Yusril juga mengatakan bahwa penghukuman bukan lagi menekankan balas dendam dan efek jera kepada pelaku, tetapi menekankan pada keadilan korektif, restoratif dan rehabilitatif. Penegakan hukum dalam tindak pidana korupsi haruslah membawa manfaat dan menghasilkan perbaikan ekonomi bangsa dan negara, bukan hanya menekankan pada penghukuman kepada para pelakunya.
"Kalau hanya para pelakunya dipenjarakan, tetapi aset hasil korupsi tetap mereka kuasai atau disimpan di luar negeri tanpa dikembalikan kepada negara, maka penegakan hukum seperti itu tidak banyak manfaatnya bagi pembangunan ekonomi dan peningkatan kesejahteraan rakyat. Kalau uang hasil korupsi mereka kembalikan, pelakunya dimaafkan, uang tersebut masuk ke APBN untuk mensejahterakan rakyat" kata Yusril.
Selanjutnya, pelaku korupsi di dunia usaha misalnya, dipersilahkan meneruskan usahanya dengan cara yang benar dan tidak akan mengulangi praktik korupsi lagi.
Dengan demikian, usahanya tidak tutup atau bangkrut. Negara tetap dapat pajak, tenaga kerja tidak nganggur, pabrik-pabrik tidak jadi besi tua dan seterusnya. Sehingga, lanjut Yusril, penegakan hukum dalam menangani korupsi harus dikaitkan dengan pembangunan ekonomi dan peningkatan kesejahteraan rakyat, bukan bertujuan hanya untuk memenjarakan pelakunya.
Prabowo sebagai kepala pemerintahan dan kepala negara, kata Yusril, memiliki kewenangan memberikan amnesti dan abolisi terhadap tindak pidana apapun, termasuk tindak pidana korupsi. Sesuai amanat konstitusi, sebelum memberikan amnesti dan abolisi, Presiden akan meminta pertimbangan DPR.
Sebagai pembantu presiden, kata Yusril, tentu para menteri siap memberikan penjelasan ke DPR jika nanti Presiden telah mengirim surat meminta pertimbangan.
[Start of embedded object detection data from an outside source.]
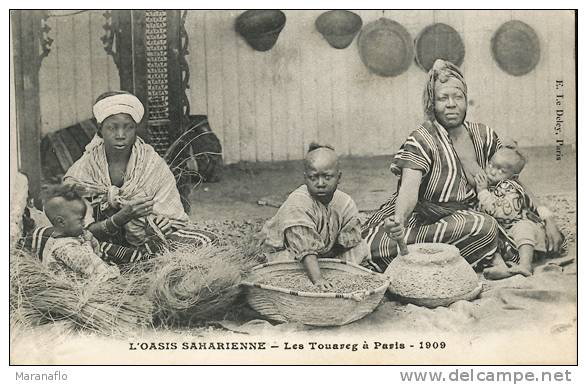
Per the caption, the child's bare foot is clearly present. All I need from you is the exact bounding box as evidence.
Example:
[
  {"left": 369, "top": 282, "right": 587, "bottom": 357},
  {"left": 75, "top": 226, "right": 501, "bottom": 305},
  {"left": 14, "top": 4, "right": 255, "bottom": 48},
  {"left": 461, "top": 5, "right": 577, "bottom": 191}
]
[
  {"left": 510, "top": 265, "right": 533, "bottom": 277},
  {"left": 483, "top": 265, "right": 518, "bottom": 280}
]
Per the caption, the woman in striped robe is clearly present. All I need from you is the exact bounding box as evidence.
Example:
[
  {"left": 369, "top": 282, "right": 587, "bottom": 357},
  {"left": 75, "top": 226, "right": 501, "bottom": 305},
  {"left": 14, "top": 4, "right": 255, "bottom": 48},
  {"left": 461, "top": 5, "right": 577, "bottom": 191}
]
[
  {"left": 363, "top": 59, "right": 562, "bottom": 270},
  {"left": 55, "top": 91, "right": 217, "bottom": 264}
]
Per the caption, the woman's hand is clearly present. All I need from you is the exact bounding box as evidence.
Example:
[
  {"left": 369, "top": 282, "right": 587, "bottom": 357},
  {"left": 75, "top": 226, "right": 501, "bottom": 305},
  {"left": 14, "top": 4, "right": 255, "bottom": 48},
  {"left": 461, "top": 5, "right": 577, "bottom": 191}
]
[
  {"left": 113, "top": 198, "right": 155, "bottom": 226},
  {"left": 544, "top": 218, "right": 563, "bottom": 253},
  {"left": 475, "top": 171, "right": 489, "bottom": 192},
  {"left": 383, "top": 216, "right": 405, "bottom": 241},
  {"left": 314, "top": 278, "right": 334, "bottom": 291}
]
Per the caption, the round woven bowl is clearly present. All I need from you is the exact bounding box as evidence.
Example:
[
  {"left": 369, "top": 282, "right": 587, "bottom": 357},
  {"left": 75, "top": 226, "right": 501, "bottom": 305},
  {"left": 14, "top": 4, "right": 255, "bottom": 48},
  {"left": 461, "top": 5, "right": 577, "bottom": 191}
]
[
  {"left": 385, "top": 243, "right": 482, "bottom": 307},
  {"left": 416, "top": 23, "right": 465, "bottom": 72},
  {"left": 357, "top": 17, "right": 414, "bottom": 76},
  {"left": 241, "top": 259, "right": 388, "bottom": 326},
  {"left": 315, "top": 9, "right": 363, "bottom": 49},
  {"left": 491, "top": 20, "right": 540, "bottom": 76},
  {"left": 235, "top": 9, "right": 285, "bottom": 51}
]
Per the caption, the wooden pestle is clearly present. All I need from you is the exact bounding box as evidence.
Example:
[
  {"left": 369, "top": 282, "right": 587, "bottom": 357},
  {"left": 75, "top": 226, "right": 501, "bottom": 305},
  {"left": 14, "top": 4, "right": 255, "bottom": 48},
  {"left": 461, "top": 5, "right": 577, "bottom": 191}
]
[{"left": 397, "top": 238, "right": 409, "bottom": 255}]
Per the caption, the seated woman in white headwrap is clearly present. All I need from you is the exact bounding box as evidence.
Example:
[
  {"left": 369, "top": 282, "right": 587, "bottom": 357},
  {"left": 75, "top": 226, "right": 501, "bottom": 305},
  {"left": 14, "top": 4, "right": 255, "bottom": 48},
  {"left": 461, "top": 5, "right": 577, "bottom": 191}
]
[{"left": 63, "top": 91, "right": 216, "bottom": 263}]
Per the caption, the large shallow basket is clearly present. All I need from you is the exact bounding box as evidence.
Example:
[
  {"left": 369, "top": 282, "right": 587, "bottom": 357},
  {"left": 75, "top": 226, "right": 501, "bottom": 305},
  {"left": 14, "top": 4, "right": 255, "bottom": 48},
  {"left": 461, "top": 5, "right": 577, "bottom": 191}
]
[{"left": 242, "top": 259, "right": 389, "bottom": 326}]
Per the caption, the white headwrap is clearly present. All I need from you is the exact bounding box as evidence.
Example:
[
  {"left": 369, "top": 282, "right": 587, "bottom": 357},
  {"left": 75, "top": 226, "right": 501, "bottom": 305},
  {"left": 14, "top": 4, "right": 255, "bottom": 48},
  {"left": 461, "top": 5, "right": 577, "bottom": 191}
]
[{"left": 93, "top": 94, "right": 145, "bottom": 124}]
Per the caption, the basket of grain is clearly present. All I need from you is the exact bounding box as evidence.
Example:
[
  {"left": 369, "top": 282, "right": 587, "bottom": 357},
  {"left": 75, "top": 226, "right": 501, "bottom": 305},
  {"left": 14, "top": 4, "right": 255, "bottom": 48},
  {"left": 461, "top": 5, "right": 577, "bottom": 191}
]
[{"left": 242, "top": 259, "right": 389, "bottom": 326}]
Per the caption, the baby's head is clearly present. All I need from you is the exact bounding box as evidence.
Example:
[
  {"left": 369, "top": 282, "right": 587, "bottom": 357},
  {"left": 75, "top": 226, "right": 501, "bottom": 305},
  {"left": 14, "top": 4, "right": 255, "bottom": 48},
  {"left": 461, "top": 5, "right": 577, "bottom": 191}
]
[
  {"left": 304, "top": 143, "right": 342, "bottom": 204},
  {"left": 43, "top": 185, "right": 86, "bottom": 237},
  {"left": 485, "top": 147, "right": 526, "bottom": 185}
]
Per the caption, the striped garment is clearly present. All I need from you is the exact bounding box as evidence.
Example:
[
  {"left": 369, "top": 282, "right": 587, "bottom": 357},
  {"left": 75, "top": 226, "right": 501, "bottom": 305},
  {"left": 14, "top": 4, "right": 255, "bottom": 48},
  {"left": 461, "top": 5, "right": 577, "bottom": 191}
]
[
  {"left": 363, "top": 122, "right": 500, "bottom": 269},
  {"left": 58, "top": 136, "right": 218, "bottom": 263}
]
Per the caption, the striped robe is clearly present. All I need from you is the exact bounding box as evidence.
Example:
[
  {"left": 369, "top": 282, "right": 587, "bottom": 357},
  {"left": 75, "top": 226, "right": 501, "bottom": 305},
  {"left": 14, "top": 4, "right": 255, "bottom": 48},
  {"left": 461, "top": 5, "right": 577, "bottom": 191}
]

"Presiden mempunyai beberapa kewenangan terkait dengan apa yang beliau ucapkan di Mesir, terkait penanganan kasus-kasus korupsi, yaitu kewenangan memberikan amnesti dan abolisi terhadap tindak pidana apa pun dengan mengedepankan kepentingan bangsa dan negara," jelas Yusril.
Yusril mengungkapkan, Kementerian Koordinator Kumham Imipas sejak sebulan yang lalu telah mengoordinasikan rencana pemberian amnesti dan abolisi, termasuk terhadap kasus-kasus korupsi. Langkah ini merupakan bagian dari rencana pemberian amenesti kepada total 44.000 narapidana yang sebagian besar merupakan narapidana kasus narkoba. Khusus untuk narapidana kasus korupsi, ada beberapa syarat yang sedang dibahas.
"Hal-hal yang sedang dikoordinasikan itu antara lain terkait dengan perhitungan berapa besar pengembalian kerugian negara yang diduga atau telah terbukti dikorupsi, termasuk pula pengaturan teknis pelaksanaan dalam pemberian amnesti dan abolisi tersebut. Ini perlu koordinasi yang sungguh-sungguh,” imbuhnya.